正宮山せいぐうさんビジターセンター……?何故そんな辺鄙なところに」


「それが奴の狙い、『抜本的な施策』なのかも。そこで何かしらのセレモニー、いや〝儀式〟が行われるんじゃないですかね?」

 

「その儀式の祭壇にいるのが吒枳尼天、いや薬師峰ってことなのか。」


「おそらくは……僕の調査はここまでです」


 確証はない。警察を翻弄してあえて逃亡せずに結集しているのは、そこで恐ろしい計画が進められているからに違いない。
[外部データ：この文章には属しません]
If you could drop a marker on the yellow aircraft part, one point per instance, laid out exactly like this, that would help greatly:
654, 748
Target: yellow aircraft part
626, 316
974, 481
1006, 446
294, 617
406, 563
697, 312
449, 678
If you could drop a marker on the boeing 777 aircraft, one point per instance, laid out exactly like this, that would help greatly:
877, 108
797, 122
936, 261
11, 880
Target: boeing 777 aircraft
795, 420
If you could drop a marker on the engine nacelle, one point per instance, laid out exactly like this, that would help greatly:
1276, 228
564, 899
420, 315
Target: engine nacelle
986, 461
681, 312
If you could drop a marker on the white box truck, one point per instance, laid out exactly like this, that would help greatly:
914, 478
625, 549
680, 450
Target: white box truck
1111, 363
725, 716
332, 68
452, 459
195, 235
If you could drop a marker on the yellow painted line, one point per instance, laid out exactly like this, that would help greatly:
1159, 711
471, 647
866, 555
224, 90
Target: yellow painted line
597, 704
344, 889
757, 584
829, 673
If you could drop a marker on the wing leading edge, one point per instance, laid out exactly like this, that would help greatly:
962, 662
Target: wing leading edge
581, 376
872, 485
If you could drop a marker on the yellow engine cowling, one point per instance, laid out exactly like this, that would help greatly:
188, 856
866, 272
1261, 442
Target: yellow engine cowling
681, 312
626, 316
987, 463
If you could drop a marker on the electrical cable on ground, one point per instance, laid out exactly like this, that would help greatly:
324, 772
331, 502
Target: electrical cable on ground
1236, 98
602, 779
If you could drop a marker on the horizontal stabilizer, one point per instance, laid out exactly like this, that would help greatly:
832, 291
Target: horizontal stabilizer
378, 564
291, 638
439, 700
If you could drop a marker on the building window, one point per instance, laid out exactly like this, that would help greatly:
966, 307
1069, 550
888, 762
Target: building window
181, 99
「儀門の意図するところは分かりません。僕がやることはひとつ、薬師峰を奪還する――。それだけです」


 突然、車の窓がノックされた。


「調査ご苦労。さて、面白そうな話じゃねぇか」


 妙に楽しそうな、聞き覚えのある声だった。


 窓の外には警操室の渡辺、碓井が待ち構えていた。


「遅かったですね」


「ああ」


 忠平と柴の両名も彼らが来るのを待っていたのだ。